From childhood Barry has been trying to find a way to prove his father’s innocence and get him out of jail, and it’s a motivation that has shaped his entire life’s trajectory. Obviously, something traumatic as finding your dead mother and knowing your father was innocent of her murder would be something that shaped who you are. Barry’s focus becomes fighting for his dad, long after his dad has already given up. He goes to school for criminal forensics, and the accident that turns him into the flash happens during a late night at a forensics lab.
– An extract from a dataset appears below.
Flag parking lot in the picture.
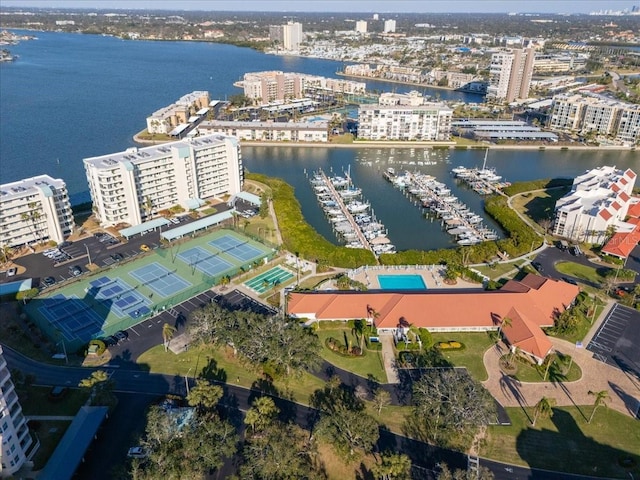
[587,304,640,379]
In the new flash movie Barry finds a way to go back and save his mother, undoing both her death and his father’s imprisonment in one move that changes his entire life. When original Barry gets knocked out of his time warp and stuck in this new world, the audience gets to see what a huge difference that small change makes. This new Barry is almost the opposite of our OG Barry. He’s young and carefree, he has no responsibility, he doesn’t even do his laundry on his own. And there was no accident to turn him into the Flash, because there were no late nights in the lab. He doesn’t understand what it’s like to live in a world where his mother died when he was a child and his father was arrested for it. He doesn’t value the time he spent with his parents, because he’s had so much of it.

So when bigger consequences find them, this new Barry is completely unprepared to help anyone. He has no powers, no work ethic, and no other skills to offer. He’s never faced the kind of death and destruction that now faces the two of them and their very small team. Even once they’ve managed to replicate the accident that gave OG Barry his powers, this version of him has no idea how to deal with them. Our Barry has had years to get used to and train with his ability, new Barry has had a few days. But the biggest thing that sets them apart is the choice OG Barry made to try and fix his timeline. He’s had to live with that, and he’s seeing the consequences. The whole story is about him realizing that he can’t change the past without drastic consequences.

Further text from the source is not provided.